Al Jarreau, légende du jazz vocal, est décédé

Le chanteur Al Jarreau est décédé le dimanche 12 février à 76 ans quelques jours après avoir mis un terme à sa dernière tournée. En plus de 50 ans de carrière, son répertoire a navigué entre le jazz, la pop et la soul.

Al Jarreau, légende du jazz vocal, est décédé
Al Jarreau, en 2007 lors d'un concert à l'Auditorium Stravinski du Montreux Jazz Festival, © AFP / FABRICE COFFRINI / AFP

Le 8 février dernier, Al Jarreau annonçait sur les réseaux sociaux qu'il arrêtait sa tournée alors qu'il prévoyait de nombreux concerts tout au long de l'année 2017. Une mise en retraite due à une trop importante fatigue. Quelques jours plus tard, le dimanche 12 février, ces mêmes réseaux sociaux, par l'intermédiaire de son manager Joe Gordon, annonçaient le décès du chanteur à l'âge de 76 ans, après une carrière riche de plus de 50 ans, récompensée 7 fois par des Grammy Awards.

Né le 13 mars 1940 à Milwaukee, Alwyn Jarreau, dit Al, grandit au sein d'une famille musicale et pieuse. Il est le fils d'un pasteur et d'une pianiste d'église. Dès son plus jeune âge, il chante dans la chorale de son église. « Ma voix vient de toutes ces influences que j'ai écoutées, ces voix jazz, depuis ma plus tendre enfance, qui provenaient de mon salon. Mes frères chantaient dans le salon quand j'avais 4 ou 5 ans. Ils chantaient, faisaient du scat, des choses comme ça. Je voulais être comme mes frères, chanter de la musique jazzy », raconte t-il à All About Jazz en 2012. S'il garde tout au long de sa jeunesse une passion pour le chant, allant jusqu'à chanter dans les bars de sa ville natale pour le plaisir, il poursuit tout de même ses études. Il obtient un diplôme de psychologie puis un master en rééducation professionnelle. Au milieu des années 60, il s'établit à San Francisco, où la semaine il travaille dans un centre de personnes en difficultés, et le soir et week-ends, il chante au sein d'un trio qui comprend le pianiste George Duke, dans lequel joueront aussi parfois Dexter Gordon et Sonny Rollins.
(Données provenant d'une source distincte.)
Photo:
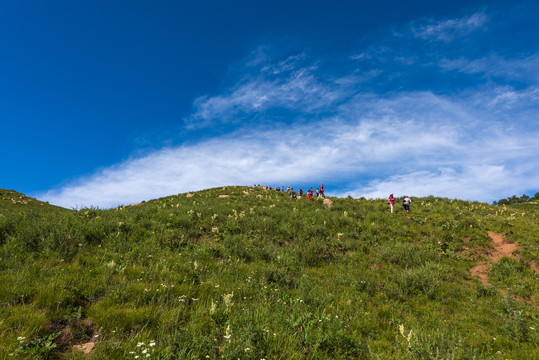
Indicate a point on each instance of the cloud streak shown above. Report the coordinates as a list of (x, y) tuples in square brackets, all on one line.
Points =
[(294, 119), (447, 30)]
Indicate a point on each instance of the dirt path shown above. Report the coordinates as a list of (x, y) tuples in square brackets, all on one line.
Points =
[(501, 249)]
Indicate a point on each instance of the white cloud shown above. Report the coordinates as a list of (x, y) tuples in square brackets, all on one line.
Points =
[(522, 69), (479, 182), (401, 141), (447, 30), (478, 144)]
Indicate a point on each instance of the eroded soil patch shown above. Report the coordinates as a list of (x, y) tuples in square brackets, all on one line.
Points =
[(501, 249)]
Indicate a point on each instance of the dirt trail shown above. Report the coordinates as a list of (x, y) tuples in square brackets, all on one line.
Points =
[(501, 249)]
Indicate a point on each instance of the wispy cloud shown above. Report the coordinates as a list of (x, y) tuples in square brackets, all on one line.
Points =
[(495, 66), (415, 143), (292, 119), (447, 30)]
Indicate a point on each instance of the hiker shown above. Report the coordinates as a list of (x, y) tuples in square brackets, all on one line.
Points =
[(292, 193), (406, 203), (391, 202)]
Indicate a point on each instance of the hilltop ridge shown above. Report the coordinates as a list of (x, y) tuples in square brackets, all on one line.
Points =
[(244, 272)]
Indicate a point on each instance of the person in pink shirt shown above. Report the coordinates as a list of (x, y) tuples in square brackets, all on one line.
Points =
[(391, 202)]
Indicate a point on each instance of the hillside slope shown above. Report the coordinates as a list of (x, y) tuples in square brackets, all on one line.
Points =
[(248, 273)]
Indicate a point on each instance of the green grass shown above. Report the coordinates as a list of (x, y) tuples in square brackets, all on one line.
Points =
[(263, 276)]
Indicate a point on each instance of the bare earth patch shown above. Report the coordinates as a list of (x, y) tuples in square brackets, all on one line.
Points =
[(501, 249)]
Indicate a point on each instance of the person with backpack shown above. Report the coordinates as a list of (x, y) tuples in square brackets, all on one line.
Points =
[(391, 202), (406, 203)]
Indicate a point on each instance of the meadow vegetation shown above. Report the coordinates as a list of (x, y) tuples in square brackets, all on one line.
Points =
[(257, 275)]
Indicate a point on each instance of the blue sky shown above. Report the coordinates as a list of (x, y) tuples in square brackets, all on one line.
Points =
[(108, 103)]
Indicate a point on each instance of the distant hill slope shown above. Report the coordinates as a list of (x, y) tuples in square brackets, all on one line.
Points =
[(244, 272), (11, 200)]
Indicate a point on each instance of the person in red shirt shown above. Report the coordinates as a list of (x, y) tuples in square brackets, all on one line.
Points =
[(391, 202)]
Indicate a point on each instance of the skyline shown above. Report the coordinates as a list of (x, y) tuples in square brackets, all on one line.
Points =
[(122, 104)]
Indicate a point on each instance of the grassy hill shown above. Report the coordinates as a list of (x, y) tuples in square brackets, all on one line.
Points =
[(247, 273)]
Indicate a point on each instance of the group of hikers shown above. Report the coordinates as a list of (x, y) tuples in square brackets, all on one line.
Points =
[(320, 193), (405, 203), (297, 195)]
En 1965, il enregistre un premier album, 1965, avec quelques amis musiciens dans lequel il offre une belle illustration de ses talents de chanteur de jazz. L'album restera pourtant confidentiel pendant plusieurs décennies. Il décide tout de même de quitter son travail pour se concentrer sur une carrière de chanteur, notamment au sein du George Duke Trio. Mais la carrière de Duke commence à décoller avec le violoniste Jean-Lu Ponty et Frank Zappa, donc Jarreau se retrouve seul et ne parvient pas à percer. Arrivé à Los Angeles, il écume les clubs et finalement, en 1975, signe ce qui est considéré comme son véritable premier album solo, We Got By, accueilli favorablement par la critique et le public. Déjà, il mélange les genres : scat, soul et pop. Il enchaîne avec Glow en 1976 et se forge petit à petit une solide réputation.
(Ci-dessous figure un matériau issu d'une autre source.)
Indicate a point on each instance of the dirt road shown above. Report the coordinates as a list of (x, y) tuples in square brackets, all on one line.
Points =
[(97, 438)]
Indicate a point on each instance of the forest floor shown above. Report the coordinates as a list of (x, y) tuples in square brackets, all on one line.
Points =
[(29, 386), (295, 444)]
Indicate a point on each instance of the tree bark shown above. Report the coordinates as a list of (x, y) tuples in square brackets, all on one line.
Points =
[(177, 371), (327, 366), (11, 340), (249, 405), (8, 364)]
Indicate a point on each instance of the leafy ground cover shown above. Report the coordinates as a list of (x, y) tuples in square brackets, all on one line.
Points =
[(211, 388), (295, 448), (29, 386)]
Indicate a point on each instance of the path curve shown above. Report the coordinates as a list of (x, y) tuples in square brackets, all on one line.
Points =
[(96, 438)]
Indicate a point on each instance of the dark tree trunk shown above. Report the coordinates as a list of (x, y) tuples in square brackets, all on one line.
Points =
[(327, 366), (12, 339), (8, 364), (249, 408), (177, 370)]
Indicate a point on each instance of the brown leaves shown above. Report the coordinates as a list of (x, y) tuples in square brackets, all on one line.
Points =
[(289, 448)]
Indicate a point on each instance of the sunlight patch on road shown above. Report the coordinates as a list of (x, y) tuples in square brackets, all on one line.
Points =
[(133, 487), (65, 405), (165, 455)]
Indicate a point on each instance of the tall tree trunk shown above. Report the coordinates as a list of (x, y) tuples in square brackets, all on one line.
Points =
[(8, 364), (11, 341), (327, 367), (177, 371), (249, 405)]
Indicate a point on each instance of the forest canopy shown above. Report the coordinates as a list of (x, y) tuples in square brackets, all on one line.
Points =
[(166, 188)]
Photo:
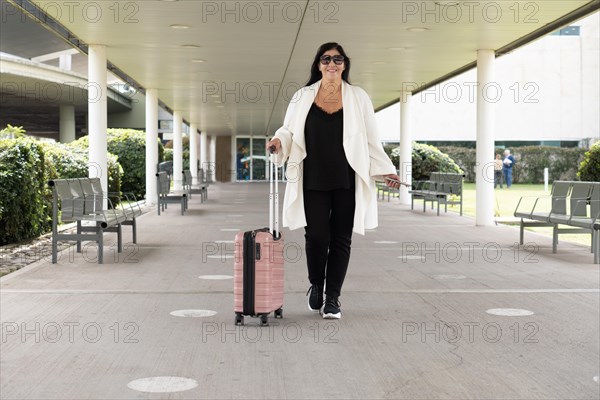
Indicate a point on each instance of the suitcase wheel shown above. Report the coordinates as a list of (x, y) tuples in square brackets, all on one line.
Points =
[(264, 320), (239, 319)]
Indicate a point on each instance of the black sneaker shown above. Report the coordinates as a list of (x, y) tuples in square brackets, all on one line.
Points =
[(331, 308), (315, 297)]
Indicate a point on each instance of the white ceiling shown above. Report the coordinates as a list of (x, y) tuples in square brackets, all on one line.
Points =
[(260, 51)]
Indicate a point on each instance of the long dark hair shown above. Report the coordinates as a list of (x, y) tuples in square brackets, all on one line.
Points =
[(315, 74)]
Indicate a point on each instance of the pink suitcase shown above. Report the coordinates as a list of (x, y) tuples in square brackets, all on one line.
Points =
[(258, 268)]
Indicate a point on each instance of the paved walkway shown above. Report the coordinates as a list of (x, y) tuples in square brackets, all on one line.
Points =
[(416, 315)]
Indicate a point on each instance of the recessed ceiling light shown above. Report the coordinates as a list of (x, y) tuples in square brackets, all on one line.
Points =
[(417, 29)]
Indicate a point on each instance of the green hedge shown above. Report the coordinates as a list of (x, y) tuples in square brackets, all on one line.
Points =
[(185, 145), (25, 199), (71, 161), (562, 163), (129, 146), (589, 169), (26, 166), (425, 160)]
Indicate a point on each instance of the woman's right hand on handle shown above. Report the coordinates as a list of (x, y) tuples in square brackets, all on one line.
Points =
[(273, 146)]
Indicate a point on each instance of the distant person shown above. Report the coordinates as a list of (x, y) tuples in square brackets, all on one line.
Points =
[(498, 171), (507, 165)]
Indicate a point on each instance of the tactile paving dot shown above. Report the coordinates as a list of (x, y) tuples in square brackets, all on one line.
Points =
[(162, 384), (509, 312), (215, 277), (193, 313)]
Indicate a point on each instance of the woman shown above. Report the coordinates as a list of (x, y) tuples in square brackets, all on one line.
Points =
[(329, 138), (498, 171)]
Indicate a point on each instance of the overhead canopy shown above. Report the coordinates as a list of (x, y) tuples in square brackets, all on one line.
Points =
[(231, 67)]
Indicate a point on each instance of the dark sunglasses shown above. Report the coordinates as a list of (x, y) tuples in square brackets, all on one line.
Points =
[(337, 59)]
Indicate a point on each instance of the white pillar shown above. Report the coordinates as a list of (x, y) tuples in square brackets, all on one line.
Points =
[(177, 150), (194, 152), (204, 153), (405, 146), (64, 62), (151, 145), (213, 159), (97, 111), (67, 123), (484, 169)]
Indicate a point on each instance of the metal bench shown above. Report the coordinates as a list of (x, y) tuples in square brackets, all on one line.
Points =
[(442, 187), (76, 206), (570, 203), (129, 206), (165, 195), (200, 189)]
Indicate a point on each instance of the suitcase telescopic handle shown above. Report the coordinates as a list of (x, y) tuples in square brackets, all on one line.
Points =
[(273, 195)]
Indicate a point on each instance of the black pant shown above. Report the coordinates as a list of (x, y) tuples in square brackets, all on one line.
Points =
[(330, 219)]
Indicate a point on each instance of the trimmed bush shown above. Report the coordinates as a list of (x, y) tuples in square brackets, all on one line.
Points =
[(130, 148), (185, 145), (425, 160), (561, 162), (71, 161), (589, 169), (25, 199)]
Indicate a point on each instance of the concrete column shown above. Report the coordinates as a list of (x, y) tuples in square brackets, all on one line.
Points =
[(204, 153), (64, 62), (484, 170), (97, 111), (405, 146), (194, 152), (177, 150), (67, 123), (151, 145), (213, 159)]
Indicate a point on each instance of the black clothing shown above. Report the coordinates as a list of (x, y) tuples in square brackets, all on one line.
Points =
[(326, 166), (328, 234)]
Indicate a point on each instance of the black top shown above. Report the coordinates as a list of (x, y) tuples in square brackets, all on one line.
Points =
[(326, 166)]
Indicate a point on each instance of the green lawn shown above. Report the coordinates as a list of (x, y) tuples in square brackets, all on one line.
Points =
[(506, 202)]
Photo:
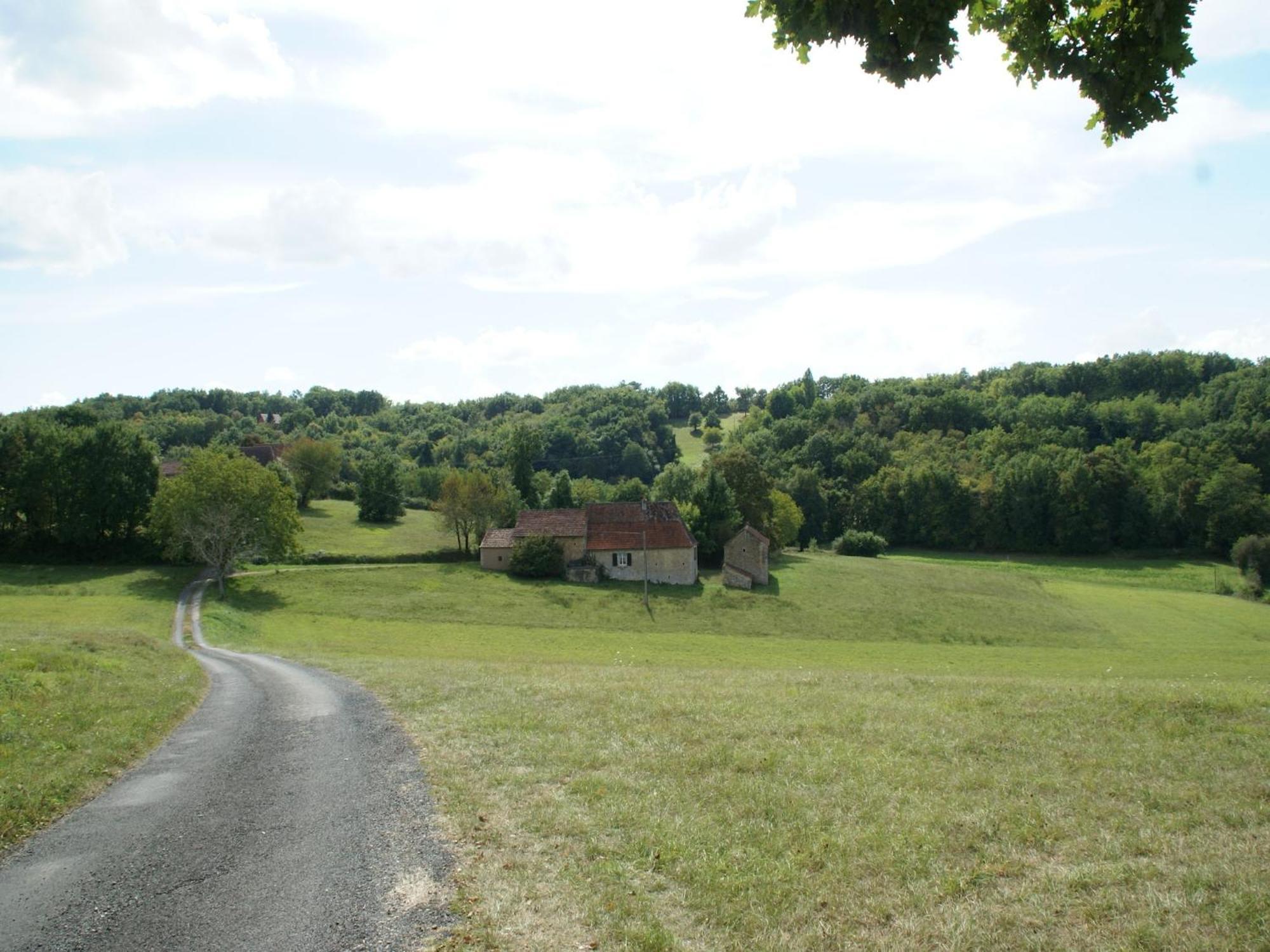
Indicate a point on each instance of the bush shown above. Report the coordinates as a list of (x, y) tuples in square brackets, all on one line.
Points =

A partir des années 80, c'est la consécration. Les albums ThisTime, Breakin' Away et Jarreau le propulsent en haut des charts et l'installent comme l'un des grands interprètes de sa génération. Avec son mélange de pop, de soul, et de jazz, il est alors considéré comme « la voix de la versatilité ». Certains puristes du jazz critiquent d'ailleurs le fait qu'il soit qualifié de chanteur de jazz. Un qualificatif que lui même pondère avec humilité : « Il y a tellement de place pour l'individualité dans cette musique. C'est l'un des genres de musique les plus étendus. Il y a aussi une place pour Al Jarreau de Milwaukee dedans, même une place pour moi. N'est-ce pas bizarre ? Vous savez, je ne suis pas une de ces légendes vocales du jazz. Je laisse ça à Ella Fitzgerald ou n'importe quelle autre personne que vous pourrez nommer. Je fais mon propre truc et je suis surpris quand ils qualifient ça de jazz. »

Jusqu'à sa mort, il continue de produire des disques et les tournées de façon intense. Il signe également le générique de la série Clair de Lune dans laquelle joue Bruce Willis, qui sera aussi l'un de ses grands succès. Son dernier album, My Old Friend: Celebrating George Duke, publié en 2014, est un hommage à son ami George Duke décédé en 2013. Bourreau de travail, c'est donc un grand état épuisement qui le pousse à s'arrêter. Mais pas totalement : d'après son fils, alors qu'il se reposait dans son lit d'hôpital, Al Jarreau avait tout de même chanté Clair de lune aux infirmières.